Abro el ordenador. Mientras se enciende, miro a un lado y a otro. A la derecha, echo un vistazo por vigésima vez a aquella revista que este mes trata a fondo la obra de Van Eyck y que estoy deseando leer. Miro la pantalla: ya se ha encendido. Me conecto a la clase virtual. Espero. Vuelvo a mirar la revista. El profesor habla. Me pongo los auriculares. Y, sin esperarlo, mi maestro se aventura a tranquilizarnos diciendo: “no os preocupéis, las presentaciones que hagáis no tienen que ser estéticas”. Tan solo me entran ganas de llorar. Pero son unas lágrimas que ya conocemos, que vienen de una situación demasiado frecuente: la nula importancia del factor estético en el mundo académico.

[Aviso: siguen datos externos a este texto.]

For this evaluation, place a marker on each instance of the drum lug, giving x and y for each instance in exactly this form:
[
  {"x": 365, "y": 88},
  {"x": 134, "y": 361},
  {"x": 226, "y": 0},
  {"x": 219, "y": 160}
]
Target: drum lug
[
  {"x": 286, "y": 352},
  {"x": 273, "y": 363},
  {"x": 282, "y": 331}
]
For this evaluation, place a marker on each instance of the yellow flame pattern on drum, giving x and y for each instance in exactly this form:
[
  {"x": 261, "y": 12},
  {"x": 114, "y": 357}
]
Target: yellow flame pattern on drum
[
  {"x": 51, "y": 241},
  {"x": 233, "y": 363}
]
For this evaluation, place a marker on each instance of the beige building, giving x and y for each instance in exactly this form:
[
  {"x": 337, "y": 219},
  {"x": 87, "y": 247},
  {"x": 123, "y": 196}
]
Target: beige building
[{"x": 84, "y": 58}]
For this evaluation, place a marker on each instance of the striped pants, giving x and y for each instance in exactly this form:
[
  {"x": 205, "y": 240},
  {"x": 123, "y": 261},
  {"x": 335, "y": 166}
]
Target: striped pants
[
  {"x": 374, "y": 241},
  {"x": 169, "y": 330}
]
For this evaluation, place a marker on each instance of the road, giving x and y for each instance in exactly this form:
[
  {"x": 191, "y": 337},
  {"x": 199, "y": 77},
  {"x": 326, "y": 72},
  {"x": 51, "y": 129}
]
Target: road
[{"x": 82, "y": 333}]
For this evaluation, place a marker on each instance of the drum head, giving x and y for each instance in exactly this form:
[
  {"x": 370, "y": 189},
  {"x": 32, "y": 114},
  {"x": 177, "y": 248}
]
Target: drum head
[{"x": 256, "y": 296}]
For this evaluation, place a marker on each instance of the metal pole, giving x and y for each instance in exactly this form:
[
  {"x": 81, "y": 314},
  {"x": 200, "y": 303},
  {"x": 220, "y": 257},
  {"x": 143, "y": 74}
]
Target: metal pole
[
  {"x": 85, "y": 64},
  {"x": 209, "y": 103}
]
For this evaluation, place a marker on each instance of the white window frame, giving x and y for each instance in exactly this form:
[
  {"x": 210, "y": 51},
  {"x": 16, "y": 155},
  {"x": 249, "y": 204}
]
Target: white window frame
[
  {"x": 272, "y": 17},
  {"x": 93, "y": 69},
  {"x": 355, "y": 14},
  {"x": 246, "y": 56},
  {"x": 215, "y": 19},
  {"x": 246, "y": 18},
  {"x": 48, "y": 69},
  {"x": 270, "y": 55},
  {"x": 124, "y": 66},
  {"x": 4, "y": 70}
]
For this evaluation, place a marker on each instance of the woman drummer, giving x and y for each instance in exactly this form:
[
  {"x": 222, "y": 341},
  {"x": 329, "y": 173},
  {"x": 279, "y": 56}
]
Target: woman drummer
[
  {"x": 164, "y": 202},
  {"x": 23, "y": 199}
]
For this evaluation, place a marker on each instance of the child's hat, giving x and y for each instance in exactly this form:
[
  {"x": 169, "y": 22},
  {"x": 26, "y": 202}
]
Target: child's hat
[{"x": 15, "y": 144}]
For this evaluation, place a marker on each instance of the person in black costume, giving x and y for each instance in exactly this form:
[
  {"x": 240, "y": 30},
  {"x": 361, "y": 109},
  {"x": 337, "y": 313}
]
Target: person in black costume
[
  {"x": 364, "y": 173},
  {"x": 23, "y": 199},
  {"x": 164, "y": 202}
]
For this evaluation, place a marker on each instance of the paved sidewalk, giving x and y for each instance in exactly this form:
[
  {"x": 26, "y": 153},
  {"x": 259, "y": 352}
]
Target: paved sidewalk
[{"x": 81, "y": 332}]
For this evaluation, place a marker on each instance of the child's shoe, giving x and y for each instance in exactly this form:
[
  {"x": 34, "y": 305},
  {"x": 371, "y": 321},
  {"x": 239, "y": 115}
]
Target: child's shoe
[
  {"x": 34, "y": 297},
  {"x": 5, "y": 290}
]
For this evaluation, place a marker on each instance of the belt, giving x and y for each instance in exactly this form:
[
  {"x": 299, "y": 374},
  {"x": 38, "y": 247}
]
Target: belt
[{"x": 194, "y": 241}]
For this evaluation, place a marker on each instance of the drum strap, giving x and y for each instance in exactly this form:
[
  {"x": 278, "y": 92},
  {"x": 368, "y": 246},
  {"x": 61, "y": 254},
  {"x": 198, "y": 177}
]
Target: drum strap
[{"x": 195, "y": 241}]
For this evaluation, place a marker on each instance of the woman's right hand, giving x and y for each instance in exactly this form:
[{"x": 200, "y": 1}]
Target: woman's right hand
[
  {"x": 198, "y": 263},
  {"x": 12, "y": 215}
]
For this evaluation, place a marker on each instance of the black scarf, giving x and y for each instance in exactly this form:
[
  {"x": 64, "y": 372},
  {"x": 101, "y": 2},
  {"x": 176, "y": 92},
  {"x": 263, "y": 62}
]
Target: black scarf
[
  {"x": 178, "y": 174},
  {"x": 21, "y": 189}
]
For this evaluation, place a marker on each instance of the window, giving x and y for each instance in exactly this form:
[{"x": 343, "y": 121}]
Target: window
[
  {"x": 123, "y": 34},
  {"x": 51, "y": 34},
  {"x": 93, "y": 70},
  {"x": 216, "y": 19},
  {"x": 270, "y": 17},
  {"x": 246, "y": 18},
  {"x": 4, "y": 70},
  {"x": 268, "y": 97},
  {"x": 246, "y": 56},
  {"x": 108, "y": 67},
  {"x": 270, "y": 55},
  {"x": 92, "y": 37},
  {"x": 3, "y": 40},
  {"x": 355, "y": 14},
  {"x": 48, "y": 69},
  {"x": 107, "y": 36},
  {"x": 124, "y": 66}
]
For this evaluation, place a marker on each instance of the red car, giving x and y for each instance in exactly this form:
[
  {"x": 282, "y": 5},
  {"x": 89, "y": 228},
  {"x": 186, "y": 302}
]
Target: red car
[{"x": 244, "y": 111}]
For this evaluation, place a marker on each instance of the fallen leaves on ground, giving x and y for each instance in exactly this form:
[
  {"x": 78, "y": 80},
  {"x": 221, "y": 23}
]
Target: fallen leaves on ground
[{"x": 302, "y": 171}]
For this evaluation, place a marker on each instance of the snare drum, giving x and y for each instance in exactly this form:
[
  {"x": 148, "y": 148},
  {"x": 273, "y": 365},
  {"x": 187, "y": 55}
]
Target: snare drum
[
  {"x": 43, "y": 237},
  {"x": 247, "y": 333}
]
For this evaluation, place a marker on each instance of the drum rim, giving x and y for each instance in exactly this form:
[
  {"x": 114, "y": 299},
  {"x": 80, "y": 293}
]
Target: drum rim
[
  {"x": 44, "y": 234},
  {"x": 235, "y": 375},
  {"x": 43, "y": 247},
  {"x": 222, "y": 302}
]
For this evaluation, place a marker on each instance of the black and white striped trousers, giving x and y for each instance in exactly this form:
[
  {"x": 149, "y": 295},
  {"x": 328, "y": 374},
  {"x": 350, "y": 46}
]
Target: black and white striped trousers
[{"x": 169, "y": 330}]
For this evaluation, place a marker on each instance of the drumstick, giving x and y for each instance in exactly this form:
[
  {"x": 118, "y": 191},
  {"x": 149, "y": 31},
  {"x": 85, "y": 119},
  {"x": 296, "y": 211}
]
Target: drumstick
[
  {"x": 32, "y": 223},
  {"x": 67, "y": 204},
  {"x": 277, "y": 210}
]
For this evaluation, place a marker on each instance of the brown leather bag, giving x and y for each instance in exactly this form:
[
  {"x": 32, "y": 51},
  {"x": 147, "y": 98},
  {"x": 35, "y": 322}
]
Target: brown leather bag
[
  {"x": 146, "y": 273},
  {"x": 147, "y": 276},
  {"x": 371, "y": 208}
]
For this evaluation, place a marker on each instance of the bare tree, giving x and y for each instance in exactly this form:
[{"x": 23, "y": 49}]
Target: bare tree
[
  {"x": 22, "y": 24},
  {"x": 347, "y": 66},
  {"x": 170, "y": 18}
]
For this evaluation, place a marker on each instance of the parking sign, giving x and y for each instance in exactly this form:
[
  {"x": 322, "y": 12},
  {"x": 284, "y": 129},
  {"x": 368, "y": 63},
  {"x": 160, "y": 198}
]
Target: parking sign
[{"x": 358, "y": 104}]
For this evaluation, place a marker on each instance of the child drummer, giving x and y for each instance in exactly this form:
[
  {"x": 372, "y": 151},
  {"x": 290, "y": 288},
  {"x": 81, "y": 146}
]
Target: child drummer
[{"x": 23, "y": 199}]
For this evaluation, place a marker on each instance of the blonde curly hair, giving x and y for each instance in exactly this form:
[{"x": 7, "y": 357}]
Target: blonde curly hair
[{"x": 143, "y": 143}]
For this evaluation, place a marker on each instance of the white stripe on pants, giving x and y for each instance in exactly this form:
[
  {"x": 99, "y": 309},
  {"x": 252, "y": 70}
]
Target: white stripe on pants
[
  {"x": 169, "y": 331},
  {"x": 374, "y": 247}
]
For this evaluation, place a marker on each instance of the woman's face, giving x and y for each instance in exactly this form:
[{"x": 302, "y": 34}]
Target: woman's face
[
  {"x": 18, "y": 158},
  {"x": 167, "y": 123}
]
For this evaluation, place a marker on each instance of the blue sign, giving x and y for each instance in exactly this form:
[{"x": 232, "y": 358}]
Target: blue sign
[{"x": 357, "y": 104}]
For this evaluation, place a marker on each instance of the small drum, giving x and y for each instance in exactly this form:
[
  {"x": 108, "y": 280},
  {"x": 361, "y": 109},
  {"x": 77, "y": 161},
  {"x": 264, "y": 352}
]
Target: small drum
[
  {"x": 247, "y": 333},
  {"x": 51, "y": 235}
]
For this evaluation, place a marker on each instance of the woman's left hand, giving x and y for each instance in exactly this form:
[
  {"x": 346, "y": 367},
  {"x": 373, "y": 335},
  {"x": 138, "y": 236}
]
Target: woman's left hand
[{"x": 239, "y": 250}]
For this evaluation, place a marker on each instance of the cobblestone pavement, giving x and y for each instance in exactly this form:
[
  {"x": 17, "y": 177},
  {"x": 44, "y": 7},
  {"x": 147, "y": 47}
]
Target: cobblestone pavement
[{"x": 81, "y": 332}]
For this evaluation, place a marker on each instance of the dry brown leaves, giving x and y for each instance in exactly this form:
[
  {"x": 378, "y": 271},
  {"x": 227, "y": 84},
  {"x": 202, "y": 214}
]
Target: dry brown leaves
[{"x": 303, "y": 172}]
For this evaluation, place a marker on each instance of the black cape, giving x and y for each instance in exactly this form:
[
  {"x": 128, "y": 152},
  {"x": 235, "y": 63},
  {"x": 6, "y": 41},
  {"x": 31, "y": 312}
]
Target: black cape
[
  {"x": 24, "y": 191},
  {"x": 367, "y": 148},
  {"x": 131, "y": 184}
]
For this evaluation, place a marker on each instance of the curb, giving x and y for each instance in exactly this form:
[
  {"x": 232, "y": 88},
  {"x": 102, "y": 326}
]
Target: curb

No quiero sonar exagerado, pero la banalización de la estética en nuestra vida es algo muy serio. Filósofos de todas las escuelas y épocas históricas han reflexionado sobre esto: Platón le otorgaba a la estética, junto a la bondad, el más alto escalón en la jerarquía de los valores; Huizinga hablaba de la belleza medieval como nexo entre lo terrenal y lo divino; Hegel decía que la estética es un reflejo del espíritu… Y mi profesor, en cambio, afirma alegremente que es algo secundario.
Un buen trabajo no es verdaderamente bueno si no está acompañado de una buena forma. Un fondo sin forma es como un puñetazo al viento: no causa ningún efecto en una sociedad donde la “primera vista” dicta el comportamiento de las personas. En consecuencia, se debería exigir en el ámbito académico una mayor implicación en la presentación y la estética formal.
Pero hasta que llegue ese momento, continuaremos en la sociedad del “Times New Roman al 12”, de los trabajos aburridos a la vista, de las almas inexpresivas que nunca dejan huella en el mundo.